The other faeries took kind care of me upon my return to camp next morning. Onions and Béka scoured the woods for balm to soothe my blistered feet. Chavisory limped off to the cistern and drew a jug of cool water to quench my thirst and wash the ash from my skin and hair. My old friends sat beside me to hear the adventure and to help me salvage my literary remains. Only a few scraps from the past survived to prove that it had once existed. I told them all I could remember about Speck’s map on the ceiling and the art she had left behind, hoping to store it in the collective consciousness of the tribe.
“You’ll simply have to remember,” said Luchóg.
“Rely upon the mind, for it is a complicated machine inside your skull,” Smaolach said. “I can still recall exactly how I felt when I first saw you.”
“What the memory loses, imagination re-creates.” Chavisory had been spending far too much time with my old friend.
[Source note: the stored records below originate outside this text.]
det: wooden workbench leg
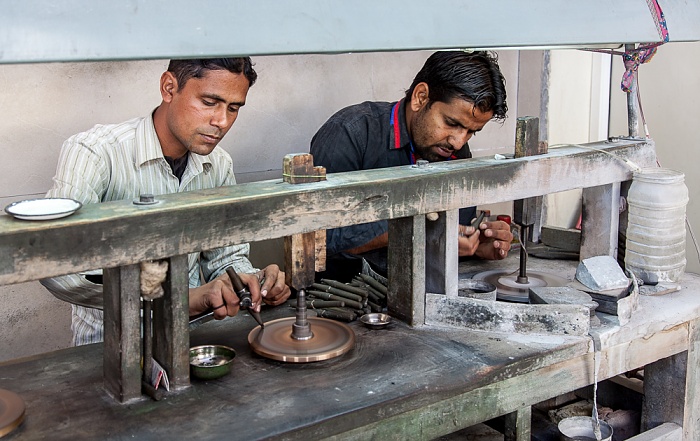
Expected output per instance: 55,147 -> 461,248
153,255 -> 190,390
387,214 -> 425,326
642,351 -> 698,430
581,182 -> 620,260
425,210 -> 459,297
683,319 -> 700,441
103,265 -> 141,403
503,406 -> 532,441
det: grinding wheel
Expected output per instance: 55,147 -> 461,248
0,389 -> 25,438
248,317 -> 355,363
473,270 -> 569,303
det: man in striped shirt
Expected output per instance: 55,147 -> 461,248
41,57 -> 290,345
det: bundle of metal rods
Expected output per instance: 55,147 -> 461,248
294,274 -> 387,322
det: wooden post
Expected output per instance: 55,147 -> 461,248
425,210 -> 459,297
153,254 -> 190,389
103,264 -> 141,403
683,318 -> 700,441
513,116 -> 548,242
580,182 -> 620,260
503,406 -> 532,441
387,214 -> 425,326
282,153 -> 326,290
642,352 -> 697,430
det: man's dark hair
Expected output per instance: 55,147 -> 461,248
168,57 -> 258,90
406,51 -> 508,121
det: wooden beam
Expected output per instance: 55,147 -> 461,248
387,215 -> 425,326
0,141 -> 656,285
153,255 -> 190,389
503,406 -> 532,441
683,318 -> 700,441
425,210 -> 459,297
580,182 -> 620,260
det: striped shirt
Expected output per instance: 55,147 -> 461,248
41,111 -> 256,345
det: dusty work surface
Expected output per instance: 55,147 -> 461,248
0,256 -> 700,440
0,308 -> 588,440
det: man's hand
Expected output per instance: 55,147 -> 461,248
475,221 -> 513,260
189,265 -> 291,320
256,264 -> 292,306
459,221 -> 513,260
189,273 -> 246,320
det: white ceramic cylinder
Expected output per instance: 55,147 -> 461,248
625,168 -> 688,284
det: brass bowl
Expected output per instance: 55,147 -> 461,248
360,312 -> 391,329
190,345 -> 236,380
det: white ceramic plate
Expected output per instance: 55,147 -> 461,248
5,198 -> 83,220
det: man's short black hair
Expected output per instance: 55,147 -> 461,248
406,51 -> 508,121
168,57 -> 258,90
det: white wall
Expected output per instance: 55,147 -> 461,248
0,51 -> 518,361
610,42 -> 700,273
546,50 -> 609,228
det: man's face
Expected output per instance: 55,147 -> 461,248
409,98 -> 493,162
161,70 -> 249,157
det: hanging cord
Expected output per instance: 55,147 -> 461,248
549,144 -> 642,172
583,0 -> 669,138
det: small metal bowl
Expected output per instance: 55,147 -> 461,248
360,312 -> 391,329
190,345 -> 236,380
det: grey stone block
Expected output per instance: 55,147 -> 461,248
576,256 -> 629,291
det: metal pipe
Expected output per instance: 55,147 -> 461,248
625,43 -> 639,138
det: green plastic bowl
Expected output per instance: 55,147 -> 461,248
190,345 -> 236,380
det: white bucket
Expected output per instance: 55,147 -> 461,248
625,168 -> 688,284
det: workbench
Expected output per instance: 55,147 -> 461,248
0,253 -> 700,440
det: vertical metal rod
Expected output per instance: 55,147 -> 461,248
515,225 -> 530,283
292,289 -> 314,340
143,300 -> 153,384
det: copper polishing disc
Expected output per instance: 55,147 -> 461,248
248,317 -> 355,363
0,389 -> 25,438
473,270 -> 569,303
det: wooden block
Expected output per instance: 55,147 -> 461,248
282,153 -> 326,289
513,116 -> 548,237
153,254 -> 190,389
282,153 -> 326,184
387,214 -> 426,326
425,210 -> 459,296
284,232 -> 316,290
314,230 -> 326,273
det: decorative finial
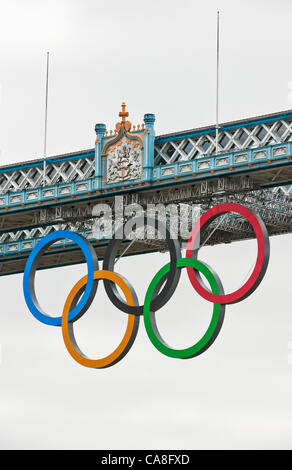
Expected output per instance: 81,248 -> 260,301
119,102 -> 129,124
116,102 -> 132,132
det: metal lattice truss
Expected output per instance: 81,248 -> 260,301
0,155 -> 94,193
155,118 -> 292,165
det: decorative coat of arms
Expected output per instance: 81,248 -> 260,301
102,103 -> 143,184
107,136 -> 143,183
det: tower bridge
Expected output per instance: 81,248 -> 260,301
0,103 -> 292,275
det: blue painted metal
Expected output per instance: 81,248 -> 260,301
0,140 -> 292,214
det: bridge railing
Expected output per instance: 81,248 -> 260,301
154,112 -> 292,165
0,111 -> 292,195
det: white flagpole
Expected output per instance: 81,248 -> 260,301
216,11 -> 219,155
43,52 -> 50,186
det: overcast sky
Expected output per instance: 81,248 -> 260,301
0,0 -> 292,449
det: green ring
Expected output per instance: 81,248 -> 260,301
143,258 -> 222,359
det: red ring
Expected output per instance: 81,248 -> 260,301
186,202 -> 270,304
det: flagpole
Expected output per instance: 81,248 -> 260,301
216,11 -> 220,155
43,52 -> 50,186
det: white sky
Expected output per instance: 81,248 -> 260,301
0,0 -> 292,449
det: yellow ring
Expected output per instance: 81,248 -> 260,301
62,270 -> 139,369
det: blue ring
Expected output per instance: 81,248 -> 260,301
23,230 -> 99,326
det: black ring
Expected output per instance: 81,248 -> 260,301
103,216 -> 181,315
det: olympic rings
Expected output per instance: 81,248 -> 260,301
23,230 -> 98,326
23,203 -> 270,369
144,258 -> 225,359
103,217 -> 181,315
186,202 -> 270,304
62,270 -> 140,369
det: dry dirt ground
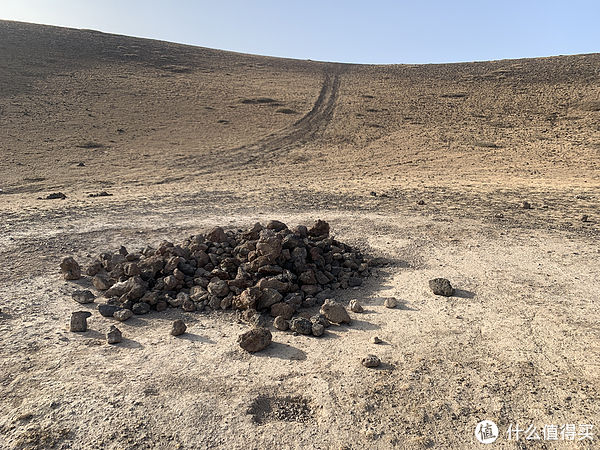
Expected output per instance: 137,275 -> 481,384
0,21 -> 600,449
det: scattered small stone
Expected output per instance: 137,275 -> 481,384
60,256 -> 81,280
106,325 -> 123,344
273,316 -> 290,331
312,323 -> 325,337
71,289 -> 96,305
361,355 -> 381,367
383,297 -> 398,309
171,319 -> 187,336
349,300 -> 364,313
238,327 -> 272,353
98,303 -> 123,317
429,278 -> 454,297
319,299 -> 351,323
71,311 -> 92,331
290,317 -> 313,335
113,309 -> 133,322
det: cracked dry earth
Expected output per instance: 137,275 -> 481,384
0,198 -> 600,449
0,21 -> 600,449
“Sometimes I don’t know whether life’s strange turns happened or I dreamed them, or if my memory remembers what is real or the dream.”
“A mind often makes its own world,” said Luchóg, “to help pass the time.”
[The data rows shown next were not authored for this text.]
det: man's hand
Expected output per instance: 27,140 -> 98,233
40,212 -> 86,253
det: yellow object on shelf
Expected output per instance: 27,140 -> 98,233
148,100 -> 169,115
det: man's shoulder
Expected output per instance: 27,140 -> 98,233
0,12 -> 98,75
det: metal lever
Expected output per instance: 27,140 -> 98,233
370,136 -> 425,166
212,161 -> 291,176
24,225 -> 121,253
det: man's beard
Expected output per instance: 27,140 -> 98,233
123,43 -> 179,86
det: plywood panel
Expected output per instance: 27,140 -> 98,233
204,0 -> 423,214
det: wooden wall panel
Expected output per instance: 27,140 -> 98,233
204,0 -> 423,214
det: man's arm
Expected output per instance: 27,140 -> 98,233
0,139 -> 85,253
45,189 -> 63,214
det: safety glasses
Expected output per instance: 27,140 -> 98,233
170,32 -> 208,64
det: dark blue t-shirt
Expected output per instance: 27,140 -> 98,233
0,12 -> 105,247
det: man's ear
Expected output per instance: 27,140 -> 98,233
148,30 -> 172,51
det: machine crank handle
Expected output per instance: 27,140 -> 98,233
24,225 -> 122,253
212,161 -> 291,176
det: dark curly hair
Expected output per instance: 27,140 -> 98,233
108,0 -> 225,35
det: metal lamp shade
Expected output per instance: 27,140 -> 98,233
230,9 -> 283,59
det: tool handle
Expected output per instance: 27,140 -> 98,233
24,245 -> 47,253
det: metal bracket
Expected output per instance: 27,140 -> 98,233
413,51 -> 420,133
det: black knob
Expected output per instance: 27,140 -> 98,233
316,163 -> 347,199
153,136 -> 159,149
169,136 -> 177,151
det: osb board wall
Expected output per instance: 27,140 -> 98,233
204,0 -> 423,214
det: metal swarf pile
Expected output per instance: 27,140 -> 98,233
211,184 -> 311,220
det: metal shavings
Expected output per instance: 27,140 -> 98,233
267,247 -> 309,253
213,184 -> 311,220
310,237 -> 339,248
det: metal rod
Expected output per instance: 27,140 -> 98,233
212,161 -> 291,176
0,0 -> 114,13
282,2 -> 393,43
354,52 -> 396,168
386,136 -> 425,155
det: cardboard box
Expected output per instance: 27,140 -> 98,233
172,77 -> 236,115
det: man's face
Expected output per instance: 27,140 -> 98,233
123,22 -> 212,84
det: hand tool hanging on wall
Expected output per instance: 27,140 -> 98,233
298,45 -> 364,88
“I’ll need paper. Do you remember when you first got me some paper, Luchóg? That kindness I’ll never forget.”
From memory, I transferred Speck’s map on the ceiling to the back of her letter, and in the weeks that followed, I asked Smaolach to find me a detailed map of the country and any book he could about California and the Pacific Ocean. She might be anyplace along the northern coast. There was no certainty that I would find her in the large, wide land, but the possibility sustained me as I began again. My feet healed as I sat quietly in our camp, writing every day outdoors while the heat of August gave way to the cool weeks of early autumn.
As the maples flamed to yellow and red, and the oaks to crispy brown, a strange sound drifted now and again from the town and over the hills to our camp. Emanating from the church on still nights, the music arrived in starts and fits, broken now and again by other sounds—traffic on the highway, crowds roaring at Friday night football games, and the chatter of noise that intrudes upon modern life. Running like a river, the music forked through the forest and spilled down from the ridge into our glen. Entranced by the sudden sound, we would stop to listen, and mad with curiosity, Luchóg and Smaolach set out to find its source. They came back breathless with news one late October night.
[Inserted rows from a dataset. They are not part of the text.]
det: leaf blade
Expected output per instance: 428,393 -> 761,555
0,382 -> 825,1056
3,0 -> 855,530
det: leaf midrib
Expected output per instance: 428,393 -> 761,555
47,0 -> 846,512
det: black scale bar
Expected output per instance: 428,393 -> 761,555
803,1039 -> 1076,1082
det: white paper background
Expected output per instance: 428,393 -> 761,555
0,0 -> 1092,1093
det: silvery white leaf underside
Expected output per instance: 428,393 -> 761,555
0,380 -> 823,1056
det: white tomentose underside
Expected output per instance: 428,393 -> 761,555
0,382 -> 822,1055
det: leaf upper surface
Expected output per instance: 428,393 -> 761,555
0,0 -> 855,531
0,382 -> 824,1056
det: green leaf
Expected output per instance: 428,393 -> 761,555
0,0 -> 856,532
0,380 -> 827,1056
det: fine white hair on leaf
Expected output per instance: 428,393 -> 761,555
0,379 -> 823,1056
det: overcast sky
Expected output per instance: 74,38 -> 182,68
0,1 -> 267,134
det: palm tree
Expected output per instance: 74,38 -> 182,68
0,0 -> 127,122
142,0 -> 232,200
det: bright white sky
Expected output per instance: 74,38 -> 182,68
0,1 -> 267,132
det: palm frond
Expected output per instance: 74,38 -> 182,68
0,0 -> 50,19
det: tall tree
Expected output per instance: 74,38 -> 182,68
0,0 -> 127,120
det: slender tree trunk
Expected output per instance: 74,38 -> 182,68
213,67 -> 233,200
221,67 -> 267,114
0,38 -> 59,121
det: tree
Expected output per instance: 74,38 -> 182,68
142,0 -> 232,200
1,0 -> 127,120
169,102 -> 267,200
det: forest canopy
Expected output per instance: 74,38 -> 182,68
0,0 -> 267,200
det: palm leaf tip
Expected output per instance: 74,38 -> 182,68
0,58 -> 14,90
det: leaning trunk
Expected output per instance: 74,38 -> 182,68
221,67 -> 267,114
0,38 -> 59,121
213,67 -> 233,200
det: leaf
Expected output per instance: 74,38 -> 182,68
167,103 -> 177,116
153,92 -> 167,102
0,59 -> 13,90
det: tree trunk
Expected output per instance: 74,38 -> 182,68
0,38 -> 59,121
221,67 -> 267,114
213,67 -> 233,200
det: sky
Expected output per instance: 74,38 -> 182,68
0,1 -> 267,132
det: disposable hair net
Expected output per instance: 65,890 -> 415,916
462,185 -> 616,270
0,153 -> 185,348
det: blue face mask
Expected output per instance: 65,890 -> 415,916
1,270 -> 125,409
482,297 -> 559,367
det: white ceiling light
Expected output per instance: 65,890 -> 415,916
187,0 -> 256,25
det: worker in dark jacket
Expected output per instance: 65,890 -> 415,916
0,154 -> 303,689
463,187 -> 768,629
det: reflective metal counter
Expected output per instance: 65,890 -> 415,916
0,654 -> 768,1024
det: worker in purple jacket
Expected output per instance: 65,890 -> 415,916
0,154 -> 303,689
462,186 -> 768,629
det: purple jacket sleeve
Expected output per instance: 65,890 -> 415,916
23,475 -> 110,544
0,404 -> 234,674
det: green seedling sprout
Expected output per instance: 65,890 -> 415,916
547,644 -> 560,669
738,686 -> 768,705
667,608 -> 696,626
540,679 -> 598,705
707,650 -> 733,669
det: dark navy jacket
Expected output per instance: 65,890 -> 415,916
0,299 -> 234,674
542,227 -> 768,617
“Stay just a short while, a stoirín, and it will be ready.”
By the light of the fire, I was lashing a leather strap to my travel pouch. “And what will be ready, my friend?”
He cleared his throat, and when he still did not get my attention, he coughed again, but louder. I looked up to see him grinning and Luchóg holding an unrolled poster almost as big as himself. All but his hands and feet had disappeared behind the broadside.
“You have it upside down, Luch.”
“Surely you can read it any which way,” he complained, and then he righted the poster. The concert at the church was scheduled for two days hence, and I was struck by not only the title but, underneath it, a small woodcut engraving of two figures in flight and pursuit.
“Which one is the faery, and which is the child?”
Smaolach considered the artwork. “No matter what you think, you’re just as likely to be right as wrong. But you’ll stay for the symphony? Composed by Henry Day, and him playing the organ as well.”
“You can’t miss that,” Luchóg argued. “Another day or two, and the journey is just as long.”